Combine Plots of 9 Areas

Finally, combine the background and foreground using Patchwork package, and annotate title and subtitle. The codes and final meke-over visualization is shown as follows:

#define the 9 selected areas
areas <- c('Bedok', 'Choa Chu Kang', 'Hougang', 
           'Jurong West', 'Punggol', 'Sengkang', 
           'Tampines', 'Woodlands', 'Yishun')
#initialize new list
graphs=list()
#combine the 9 plots
combined <- (plot_one_area(areas[1])+plot_one_area(areas[2])+plot_one_area(areas[3]))/(plot_one_area(areas[4])+plot_one_area(areas[5])+plot_one_area(areas[6]))/(plot_one_area(areas[7])+plot_one_area(areas[8])+plot_one_area(areas[9]))

#produce the final plot
final <- combined + 
  plot_annotation(title = 'Age-sex Pyramid of 9 most densely populated area, June 2022',
                  subtitle = 'Light-Grey Area Represents Age-sex Pyramid of SG Total Population',
                  tag_levels = list(areas),
                  theme = theme(plot.title = element_text(size = 30, hjust = 0.5),
                                plot.subtitle = element_text(size = 20, hjust = 0.5)),
                  caption = 'Data Source: SingStat') + 
  theme(axis.text=element_text(size=6),
        axis.title=element_text(size=12,face="bold",hjust = 0.5)) +
  plot_layout(ncol = 1, guides = "collect")
final

Advantages of Makeover design

Compared to the original design, the makeover design has the following advantages:

  • it hides unnecessary details by hiding values for every bar.

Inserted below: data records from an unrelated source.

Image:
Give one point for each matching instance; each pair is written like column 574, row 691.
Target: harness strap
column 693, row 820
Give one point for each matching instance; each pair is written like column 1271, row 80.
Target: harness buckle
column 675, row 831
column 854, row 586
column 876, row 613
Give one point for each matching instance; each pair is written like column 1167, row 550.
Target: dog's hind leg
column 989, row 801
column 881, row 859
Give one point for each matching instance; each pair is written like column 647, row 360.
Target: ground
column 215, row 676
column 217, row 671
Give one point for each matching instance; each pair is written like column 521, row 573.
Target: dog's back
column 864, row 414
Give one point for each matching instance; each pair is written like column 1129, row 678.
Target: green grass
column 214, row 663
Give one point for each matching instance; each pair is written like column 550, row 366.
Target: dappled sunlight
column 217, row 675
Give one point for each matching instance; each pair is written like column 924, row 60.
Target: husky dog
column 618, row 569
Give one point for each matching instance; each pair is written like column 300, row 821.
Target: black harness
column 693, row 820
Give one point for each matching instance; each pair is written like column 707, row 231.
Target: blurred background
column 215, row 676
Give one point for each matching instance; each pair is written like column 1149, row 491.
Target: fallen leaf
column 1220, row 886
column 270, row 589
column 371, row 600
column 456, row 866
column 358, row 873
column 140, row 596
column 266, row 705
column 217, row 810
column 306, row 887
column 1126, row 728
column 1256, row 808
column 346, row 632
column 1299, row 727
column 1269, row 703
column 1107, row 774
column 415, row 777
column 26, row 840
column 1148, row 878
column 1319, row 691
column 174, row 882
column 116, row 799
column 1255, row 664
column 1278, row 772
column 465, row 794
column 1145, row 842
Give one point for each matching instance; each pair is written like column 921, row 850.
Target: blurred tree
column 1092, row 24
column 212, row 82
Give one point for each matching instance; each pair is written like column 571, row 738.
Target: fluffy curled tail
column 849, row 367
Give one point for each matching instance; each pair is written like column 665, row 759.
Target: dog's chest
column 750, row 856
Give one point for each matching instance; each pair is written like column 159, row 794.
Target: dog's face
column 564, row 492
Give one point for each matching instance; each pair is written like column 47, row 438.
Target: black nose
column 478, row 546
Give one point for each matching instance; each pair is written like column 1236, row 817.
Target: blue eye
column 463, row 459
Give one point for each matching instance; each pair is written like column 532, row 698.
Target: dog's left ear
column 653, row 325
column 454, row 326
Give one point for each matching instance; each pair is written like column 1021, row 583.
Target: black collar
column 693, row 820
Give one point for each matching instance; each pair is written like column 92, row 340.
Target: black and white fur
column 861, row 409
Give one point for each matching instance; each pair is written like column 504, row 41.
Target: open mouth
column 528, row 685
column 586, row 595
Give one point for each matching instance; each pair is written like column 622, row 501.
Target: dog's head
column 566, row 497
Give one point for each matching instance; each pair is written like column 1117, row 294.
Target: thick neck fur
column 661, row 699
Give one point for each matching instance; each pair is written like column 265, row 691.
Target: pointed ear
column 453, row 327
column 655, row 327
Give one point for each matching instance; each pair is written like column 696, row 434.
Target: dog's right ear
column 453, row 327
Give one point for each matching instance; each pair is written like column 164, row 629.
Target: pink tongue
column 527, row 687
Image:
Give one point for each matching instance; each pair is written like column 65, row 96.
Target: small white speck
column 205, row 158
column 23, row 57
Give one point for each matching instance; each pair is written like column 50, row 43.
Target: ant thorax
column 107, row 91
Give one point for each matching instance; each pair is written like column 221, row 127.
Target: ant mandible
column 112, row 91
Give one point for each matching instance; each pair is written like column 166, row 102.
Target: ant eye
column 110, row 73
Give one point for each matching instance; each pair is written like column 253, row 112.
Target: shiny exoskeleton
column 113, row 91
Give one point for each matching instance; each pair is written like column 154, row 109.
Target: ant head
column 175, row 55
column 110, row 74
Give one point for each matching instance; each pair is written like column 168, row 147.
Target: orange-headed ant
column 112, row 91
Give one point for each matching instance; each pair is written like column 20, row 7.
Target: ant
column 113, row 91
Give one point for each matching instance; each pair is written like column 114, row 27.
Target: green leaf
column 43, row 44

  • it shows the population% of each area, overlayed by SG total population% (instead of using absolute values); hence, we can do “apple-to-apple” comparisons accross different areas without being distracted by different population sizes.

  • it provides addidtional infomation by annotating male-to-female ratio of different areas.

  • it keeps the good sides of the original design, in terms of asthetic and clarity.

4. Takeaways

To me, take-home exercise 2 serves as a reflection of take-home exercise 1. When I was reviewing other classmates’ work, I did realize there is something that I can improve on in my exercise 1, and also acknowledge some of the highlights in my exercise 1 that stand out from my peers’ works. Here are my key takeaways:

  • Visualization is about balance of information. While a large amount information can be insightful, it can also distract and confuse the audience as there is no emphasis on the graph.

  • Aesthetic is as important as clarity. While functionality is less obvious, good aesthetic can be appealing to human eyes, and audience may be more patient to interpret the information within.